Computer Vision to Sound in the Browser

Web-based solutions are great when we need to run projects on many different devices without installing or configuring things. It is accessible and easy to distribute. This exercise demonstrates how computer vision data can be mapped directly to sound synthesis in the browser. The system runs entirely in JavaScript, using:

  • MediaPipe Hands for real-time hand tracking (via webcam)

  • WebAudio for browser-based audio synthesis

No installation is required. Everything runs locally in the browser once the camera is allowed:

Click for Browser Notes

Works best in Chrome / Chromium (desktop). Use HTTPS or https://localhost and click Start once to unlock audio.

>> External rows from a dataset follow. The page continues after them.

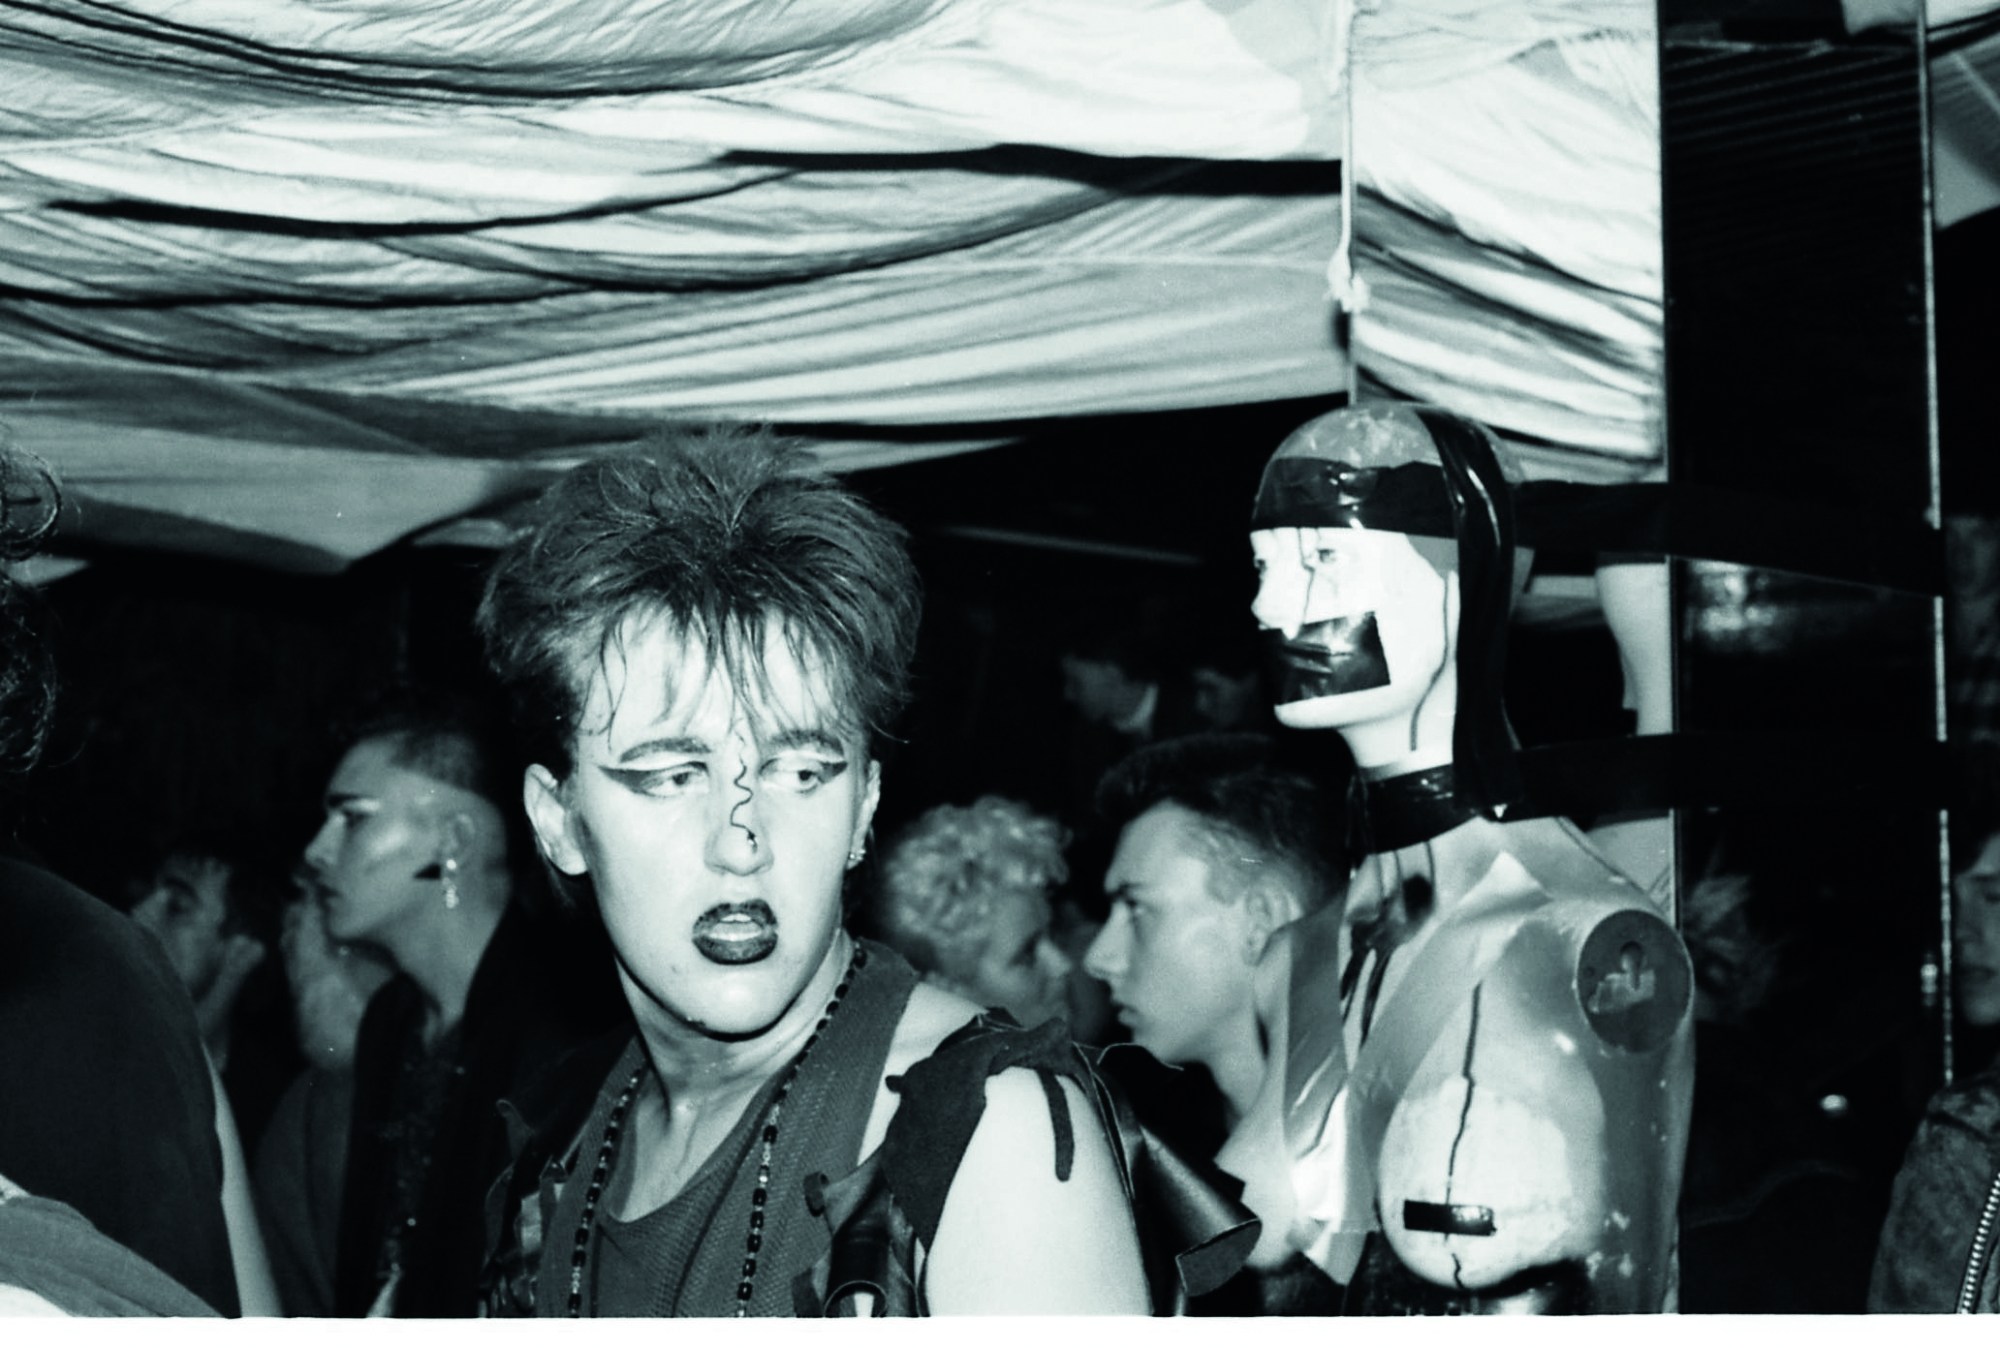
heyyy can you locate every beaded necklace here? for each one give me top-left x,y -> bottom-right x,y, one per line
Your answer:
566,941 -> 869,1318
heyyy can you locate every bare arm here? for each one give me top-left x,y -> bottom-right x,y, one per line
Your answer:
922,1068 -> 1148,1315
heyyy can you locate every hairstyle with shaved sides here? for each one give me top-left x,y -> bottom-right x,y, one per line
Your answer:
476,426 -> 922,778
1096,733 -> 1348,920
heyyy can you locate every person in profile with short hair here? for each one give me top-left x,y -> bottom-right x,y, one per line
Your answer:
869,796 -> 1076,1029
1084,732 -> 1349,1314
304,693 -> 619,1317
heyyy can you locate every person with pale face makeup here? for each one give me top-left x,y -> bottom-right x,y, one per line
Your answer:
303,698 -> 619,1318
476,432 -> 1153,1319
1220,404 -> 1695,1315
871,796 -> 1076,1029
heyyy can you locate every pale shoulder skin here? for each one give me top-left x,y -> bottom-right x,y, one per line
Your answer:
877,981 -> 1150,1315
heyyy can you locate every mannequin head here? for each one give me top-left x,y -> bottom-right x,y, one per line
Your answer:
1249,405 -> 1528,789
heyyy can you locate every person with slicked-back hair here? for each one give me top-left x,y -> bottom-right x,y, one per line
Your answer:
1085,733 -> 1349,1315
473,428 -> 1162,1318
0,437 -> 240,1315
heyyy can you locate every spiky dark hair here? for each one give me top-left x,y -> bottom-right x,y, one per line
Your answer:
476,426 -> 922,776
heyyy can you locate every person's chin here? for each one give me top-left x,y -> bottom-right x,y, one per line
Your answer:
320,907 -> 359,946
659,951 -> 824,1041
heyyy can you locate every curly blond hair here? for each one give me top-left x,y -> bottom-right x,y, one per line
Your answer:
872,797 -> 1068,976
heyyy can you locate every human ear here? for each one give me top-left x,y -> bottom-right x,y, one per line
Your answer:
436,810 -> 479,869
849,759 -> 883,864
1239,876 -> 1300,964
523,765 -> 587,876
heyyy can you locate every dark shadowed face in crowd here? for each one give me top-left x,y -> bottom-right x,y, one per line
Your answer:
130,853 -> 234,998
1190,666 -> 1263,733
1061,656 -> 1142,728
1085,802 -> 1264,1071
1958,831 -> 2000,1027
526,614 -> 880,1043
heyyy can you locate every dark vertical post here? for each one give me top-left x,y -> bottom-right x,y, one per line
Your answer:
1658,0 -> 1943,1309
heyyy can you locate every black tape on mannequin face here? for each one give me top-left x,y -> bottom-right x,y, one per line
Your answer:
1263,613 -> 1393,703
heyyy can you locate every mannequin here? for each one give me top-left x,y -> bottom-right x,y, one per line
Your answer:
1219,403 -> 1695,1313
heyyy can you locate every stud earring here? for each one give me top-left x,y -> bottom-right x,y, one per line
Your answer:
846,844 -> 866,869
441,856 -> 461,910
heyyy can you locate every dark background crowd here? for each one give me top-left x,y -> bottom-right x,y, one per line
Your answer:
2,202 -> 1999,1312
0,396 -> 1983,1315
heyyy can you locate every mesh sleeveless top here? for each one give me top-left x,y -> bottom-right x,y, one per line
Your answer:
557,943 -> 917,1317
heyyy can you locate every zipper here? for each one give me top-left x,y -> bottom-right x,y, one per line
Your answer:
1957,1163 -> 2000,1313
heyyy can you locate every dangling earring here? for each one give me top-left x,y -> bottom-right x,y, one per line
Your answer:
441,856 -> 461,911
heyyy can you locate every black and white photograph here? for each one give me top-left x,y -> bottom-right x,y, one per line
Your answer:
0,0 -> 1997,1327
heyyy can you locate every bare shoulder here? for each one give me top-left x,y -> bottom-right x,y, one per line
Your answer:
858,980 -> 982,1158
927,1061 -> 1147,1312
888,980 -> 983,1079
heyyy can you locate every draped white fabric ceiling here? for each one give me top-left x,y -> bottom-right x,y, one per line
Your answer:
0,0 -> 1988,569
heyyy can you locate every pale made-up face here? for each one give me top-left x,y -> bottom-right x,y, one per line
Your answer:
1957,831 -> 2000,1027
527,616 -> 880,1042
936,884 -> 1074,1029
1085,802 -> 1263,1071
130,853 -> 234,998
1249,525 -> 1452,733
303,738 -> 455,950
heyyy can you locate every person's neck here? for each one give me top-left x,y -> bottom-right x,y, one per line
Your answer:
1203,1007 -> 1268,1130
388,899 -> 506,1045
630,931 -> 855,1113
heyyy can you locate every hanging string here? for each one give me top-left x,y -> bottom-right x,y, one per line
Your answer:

  • Chrome / Edge (desktop) – full WebAudio + camera support; best iframe stability.
  • Firefox – reliable; may need an extra click in iframes.
  • Safari 16+ – HTTPS only; user gesture required; limited iframe camera access.
  • Mobile (Android / iOS) – slower tracking, rotation quirks, stricter permissions.
  • Older (< 2022) – missing WebAudio or MediaPipe WASM.
  • Privacy browsers (Brave / Vivaldi) – may silently block camera or WASM threads.
  • Incognito modes – often prevent persistent camera access.

Tip: Refresh after granting permission; use stable Wi-Fi; avoid nested iframes lacking allow="camera; microphone; autoplay".


The Details

We can download and run the code above on our local machine. This allows us to edit and adjust it as needed.

  • Save this HTML File by right-clicking and select save as.

  • Open the downloaded file with a browser to make sure it is running smoothly on your machine.
    • An internet connection is necessary for running the file, since it needs to access MediaPipe and WebAudio.

  • Open the HTML file in your editor of choice to understand and change:

Signal Flow

The program can be divided into three conceptual blocks:

  1. Vision tracking - The webcam feed is analyzed by the MediaPipe Hands model. - The position of the index fingertip is extracted in normalized coordinates (x and y between 0 and 1).

  2. Mapping - The X position (horizontal) controls pitch in MIDI note space. - The Y position (vertical) controls the filter cutoff frequency. - These values are scaled through the function mapXY().

  3. Sound synthesis - A single square oscillator feeds a low-pass filter. - The filter’s cutoff and the oscillator’s frequency are updated continuously according to the hand position.


Code Structure

The HTML file is organized into clear sections with comments:

  • Section A – Constants Adjustable numbers that define pitch and filter ranges. These are safe for students to modify.

  • Section B – Utilities Helper functions such as midiToHz() and clamp01().

  • Section C – AudioEngine A minimal subtractive synthesizer implemented with Tone.js.

  • Section D – VisionTracker A webcam interface and manual processing loop that stays stable inside iframes.

  • Section E – Application Glue Connects camera → mapping → sound, and updates the UI.

Within Section E, the function mapXY(iTip) is where students should experiment with the mapping between motion and sound.


Exercises

  1. Experiment with mapping Open the file and scroll to the section marked:

    === STUDENT SECTION: modify the mapping below ===

    Try these small edits:

    • Invert the horizontal control:

      const x = 1 - clamp01(iTip.x);
    • Quantize the pitch:

      const midi = Math.round(PITCH_MIN_MIDI + x * PITCH_RANGE);
    • Restrict the filter to a narrow band by lowering CUTOFF_MAX_HZ or raising CUTOFF_MIN_HZ.

  2. Add a new control parameter (optional) Use another landmark pair, such as the thumb tip (index 4), to compute a distance and map it to filter resonance Q.

  3. Reflect How does the choice of mapping affect the expressive quality of the interaction? What gestures feel most “instrumental”?